Il avait annoncé cette nouvelle sans la moindre hésitation. Durant une fraction de seconde, je le crus. J'avais tellement vécu de choses dans ma première vie que cette éventualité pouvait être envisageable. Je me ressaisis. Je ne pouvais pas douter de Mona. Elle était la femme qui avait donné un sens à cette nouvelle vie. Nous avions construit un futur capable de me faire oublier Mael. La honte se transforma en colère. Une telle trahison était impossible, pas avec cette perle rare.
-Fous le camp de ma maison.
-Elle savait que tu allais réagir ainsi. Elle ne voulait pas te le dire...
-Depuis quand un djinn de la gardienne des pouvoirs de Riorg, prends ce genre d'initiative ?
-J'ai choisi de t'ouvrir les yeux car, malgré la haine que nous nous portons, j'estime que tu ne mérites pas de subir les choix de ta compagne.
-Je ne te laisserai pas la tuer comme Anaïs.
-Tant que ma maîtresse ne me l'ordonne pas, je ne le ferais pas.
Anaïs, ma douce et aimante sœur, avait renoncé à son âme pour que cesse les tourments que cette immondice lui faisait subir. Elle croyait l'aimer alors qu'il ne lui offrait que l'illusion d'un amour. Un Djinn ne peut tomber amoureux d'un mortel sans être banni. Mael a puni ma sœur pour cette acte interdit et non son fidèle djinn parce qu'il était trop tard pour l'âme d'Anaïs.
-Mael veut te rencontrer dans un lieu neutre sans ange ni tout autre créature.
-Va dire à ta maîtresse que j'ai changé et que je ne veux plus avoir à faire à elle.
-Vous êtes liés. Jamais vous ne pourrez vivre en ignorant l'autre.
-Fous moi le camp.
-Une dernière chose : tu as tué Anaïs en cherchant à l'éloigner de notre complicité.
-C'est vrai que les djinns ne parlent pas d'amour mais de complicité.

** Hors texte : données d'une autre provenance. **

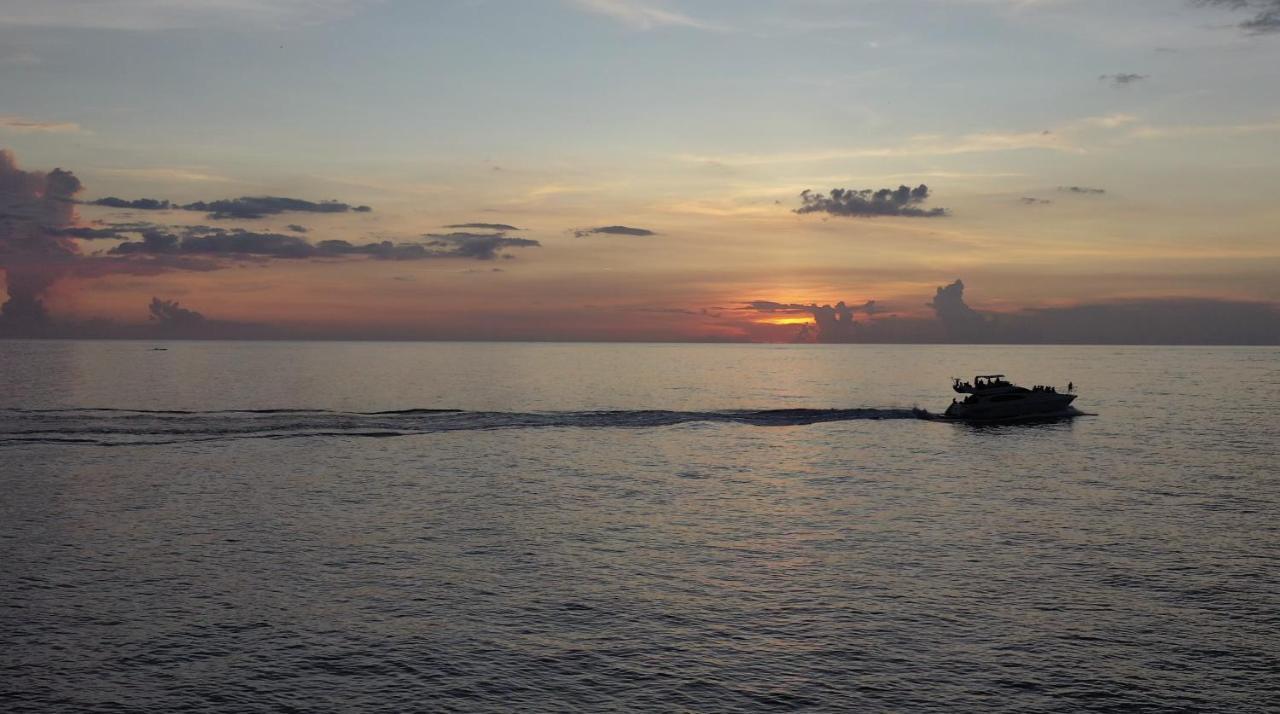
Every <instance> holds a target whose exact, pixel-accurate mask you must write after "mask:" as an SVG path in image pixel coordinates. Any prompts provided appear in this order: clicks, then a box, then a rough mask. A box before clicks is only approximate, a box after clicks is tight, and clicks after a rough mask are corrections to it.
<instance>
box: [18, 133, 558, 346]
mask: <svg viewBox="0 0 1280 714" xmlns="http://www.w3.org/2000/svg"><path fill="white" fill-rule="evenodd" d="M82 189H83V186H82V184H81V182H79V179H78V178H76V175H74V174H72V173H70V171H68V170H64V169H54V170H51V171H38V170H31V171H29V170H23V169H20V168H19V166H18V164H17V161H15V159H14V156H13V154H12V152H9V151H6V150H0V273H3V274H4V284H5V289H6V293H8V294H6V298H5V299H4V302H3V305H0V337H138V335H140V333H138V330H137V329H134V328H132V326H128V325H116V324H111V322H106V321H90V322H76V324H70V322H67V321H55V320H52V319H51V316H50V315H49V311H47V308H46V306H45V298H46V294H47V293H49V290H50V289H51V288H52V287H54V285H55V284H56V283H58V282H59V280H64V279H69V278H100V276H105V275H113V274H128V275H156V274H160V273H169V271H177V270H184V271H193V270H196V271H209V270H223V269H228V267H233V266H236V265H238V264H242V262H244V261H257V262H262V261H273V260H301V258H314V260H388V261H406V260H448V258H456V260H479V261H490V260H495V258H507V257H511V253H509V252H508V251H509V250H512V248H530V247H538V246H539V242H538V241H532V239H529V238H516V237H509V235H507V233H506V232H504V230H494V232H490V233H468V232H457V233H447V234H429V235H424V237H421V238H419V239H415V241H408V242H398V243H393V242H390V241H380V242H365V243H357V242H349V241H340V239H330V241H319V242H315V243H312V242H310V241H307V239H306V238H303V237H302V235H300V234H301V233H306V232H307V228H306V226H303V225H298V224H289V225H288V230H289V232H291V233H289V234H284V233H271V232H256V230H247V229H243V228H216V226H207V225H195V226H191V225H186V226H165V225H159V224H154V223H143V221H132V223H96V224H92V225H81V224H79V219H78V216H77V214H76V207H77V205H78V203H79V201H78V198H77V196H78V193H79V192H81V191H82ZM93 203H96V205H99V206H105V207H113V209H128V210H143V211H164V210H174V209H178V210H189V211H205V212H207V214H209V215H210V216H211V218H219V219H221V218H236V219H259V218H264V216H268V215H276V214H282V212H287V211H291V212H321V214H335V212H347V211H353V212H367V211H369V210H370V209H369V207H367V206H351V205H347V203H340V202H337V201H326V202H319V203H317V202H312V201H303V200H300V198H282V197H246V198H230V200H221V201H212V202H196V203H188V205H186V206H174V205H172V203H170V202H168V201H160V200H154V198H140V200H134V201H125V200H122V198H102V200H99V201H95V202H93ZM499 226H500V228H503V229H506V228H509V226H506V224H489V225H486V226H485V228H490V229H493V228H499ZM81 241H84V242H88V244H90V246H92V244H93V243H95V242H104V243H105V242H114V243H115V244H106V246H105V247H104V248H100V250H93V251H90V250H87V248H83V247H82V244H81ZM150 311H151V316H152V325H151V326H150V329H148V330H146V334H151V333H155V331H156V330H165V331H173V330H175V329H178V328H180V331H183V334H184V335H186V337H195V333H200V334H201V335H205V337H227V335H237V337H265V333H264V331H262V330H260V329H257V328H252V329H251V326H246V325H234V324H230V322H221V321H216V320H204V319H197V317H198V313H196V312H195V311H191V310H188V308H179V306H178V305H177V303H169V302H165V301H159V302H155V301H154V302H152V303H151V306H150Z"/></svg>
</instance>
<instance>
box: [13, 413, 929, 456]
mask: <svg viewBox="0 0 1280 714" xmlns="http://www.w3.org/2000/svg"><path fill="white" fill-rule="evenodd" d="M925 415H928V412H923V411H920V409H904V408H852V409H728V411H705V412H677V411H663V409H637V411H582V412H471V411H462V409H394V411H381V412H337V411H325V409H225V411H209V412H197V411H178V409H163V411H142V409H97V408H81V409H0V447H4V445H18V444H31V443H52V444H83V445H100V447H127V445H161V444H177V443H189V441H212V440H234V439H300V438H325V436H338V438H389V436H411V435H419V434H439V432H449V431H486V430H500V429H557V427H558V429H652V427H662V426H677V425H685V424H700V422H701V424H716V422H721V424H744V425H753V426H804V425H813V424H822V422H837V421H868V420H870V421H882V420H915V418H922V417H924V416H925Z"/></svg>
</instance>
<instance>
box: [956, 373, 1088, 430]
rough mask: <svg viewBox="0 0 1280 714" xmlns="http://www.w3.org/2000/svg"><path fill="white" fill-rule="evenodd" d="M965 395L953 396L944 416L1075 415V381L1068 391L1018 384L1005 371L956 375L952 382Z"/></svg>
mask: <svg viewBox="0 0 1280 714" xmlns="http://www.w3.org/2000/svg"><path fill="white" fill-rule="evenodd" d="M951 388H952V389H955V390H956V392H957V393H960V394H966V397H965V398H964V399H952V401H951V406H950V407H947V411H946V412H943V417H946V418H954V420H959V421H1012V420H1023V418H1046V417H1059V416H1071V415H1074V413H1076V412H1075V411H1074V409H1073V408H1071V402H1074V401H1075V394H1073V390H1074V385H1070V386H1068V389H1066V392H1059V390H1057V388H1053V386H1041V385H1037V386H1033V388H1030V389H1028V388H1025V386H1018V385H1016V384H1012V383H1011V381H1009V380H1006V379H1005V375H979V376H975V377H973V381H972V383H970V381H961V380H960V379H955V380H954V384H952V385H951Z"/></svg>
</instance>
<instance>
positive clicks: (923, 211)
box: [795, 183, 947, 218]
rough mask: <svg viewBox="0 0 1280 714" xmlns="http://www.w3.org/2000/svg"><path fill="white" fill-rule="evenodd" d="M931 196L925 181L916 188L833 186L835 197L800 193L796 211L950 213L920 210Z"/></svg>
mask: <svg viewBox="0 0 1280 714" xmlns="http://www.w3.org/2000/svg"><path fill="white" fill-rule="evenodd" d="M928 198H929V187H927V186H924V184H923V183H922V184H920V186H918V187H915V188H909V187H906V186H900V187H897V188H896V189H893V188H882V189H879V191H872V189H870V188H865V189H863V191H852V189H847V188H833V189H831V196H827V194H824V193H813V192H812V191H809V189H805V191H804V192H803V193H800V202H801V206H800V207H799V209H796V210H795V212H797V214H819V212H820V214H828V215H833V216H845V218H854V216H863V218H865V216H908V218H938V216H945V215H947V210H946V209H920V207H918V206H919V203H923V202H924V201H927V200H928Z"/></svg>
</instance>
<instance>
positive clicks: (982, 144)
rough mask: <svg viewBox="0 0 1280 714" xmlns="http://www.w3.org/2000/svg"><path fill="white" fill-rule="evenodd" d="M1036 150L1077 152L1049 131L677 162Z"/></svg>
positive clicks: (801, 159)
mask: <svg viewBox="0 0 1280 714" xmlns="http://www.w3.org/2000/svg"><path fill="white" fill-rule="evenodd" d="M1028 148H1039V150H1048V151H1064V152H1080V151H1082V150H1080V148H1079V147H1075V146H1073V145H1071V143H1070V142H1069V141H1068V139H1066V137H1065V136H1062V134H1060V133H1055V132H1050V131H1042V132H1015V133H1001V132H986V133H974V134H964V136H960V137H945V136H938V134H924V136H916V137H913V138H910V139H908V141H906V142H904V143H900V145H895V146H879V147H873V146H868V147H847V148H824V150H814V151H788V152H778V154H731V155H724V156H709V155H696V154H681V155H678V156H677V159H680V160H682V161H691V163H705V164H721V165H726V166H755V165H769V164H804V163H813V161H835V160H842V159H877V157H886V159H893V157H904V156H954V155H959V154H982V152H991V151H1020V150H1028Z"/></svg>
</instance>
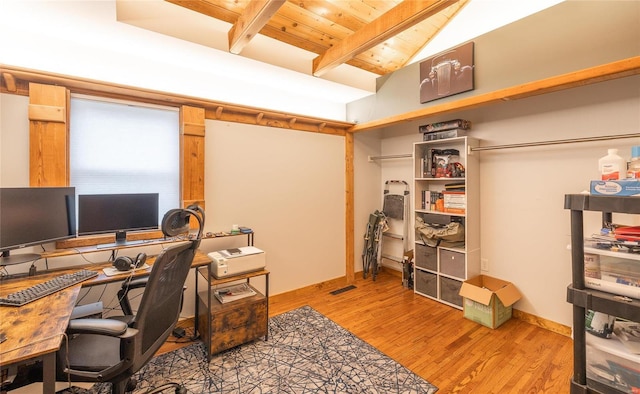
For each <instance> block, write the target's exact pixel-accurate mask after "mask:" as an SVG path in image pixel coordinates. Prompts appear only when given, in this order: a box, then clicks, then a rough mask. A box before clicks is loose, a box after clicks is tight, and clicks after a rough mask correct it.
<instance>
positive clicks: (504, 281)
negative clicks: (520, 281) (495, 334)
mask: <svg viewBox="0 0 640 394" xmlns="http://www.w3.org/2000/svg"><path fill="white" fill-rule="evenodd" d="M460 295H461V296H462V297H463V303H462V305H463V310H464V317H466V318H467V319H469V320H473V321H475V322H477V323H480V324H482V325H484V326H487V327H489V328H497V327H498V326H500V325H501V324H502V323H504V322H506V321H507V320H509V319H511V313H512V310H513V309H512V306H513V304H515V303H516V301H518V300H519V299H520V298H521V297H522V294H520V292H519V291H518V289H517V288H516V287H515V286H514V285H513V284H512V283H511V282H507V281H504V280H501V279H496V278H492V277H490V276H486V275H479V276H476V277H474V278H471V279H469V280H466V281H465V282H464V283H462V287H461V288H460Z"/></svg>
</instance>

Une douleur chatouilla d'abord mon épaule puis se transforma en brûlure. La marque des djinns était la seule chose qu'il s'était autorisé à faire. Il en profita pour disparaître. La bulle qui nous isolait aussi. Je poussais un cri qui alerta ma femme et l'ange qui était chargé de nous protéger. Je dévisageais Mona puis regardais son ventre. Le doute s'installa tel un poison lent, terriblement efficace. Cette simple pensée m’écœura. Je n’étais pas capable de recul. Depuis le retour de Mael, ma conscience se tournait vers ma gardienne car, jamais, elle ne m’avait trahi. Ses actes avaient toujours été dans le but de me protéger, pas de me blesser. Au fond de mon être, j’étais malheureusement certain que Hazel disait la vérité. Tout ce qui pouvait me faire mal, il ne me l’épargnait jamais. Nous nous haïssions et ce serait ainsi jusqu’à la mort de l’autre.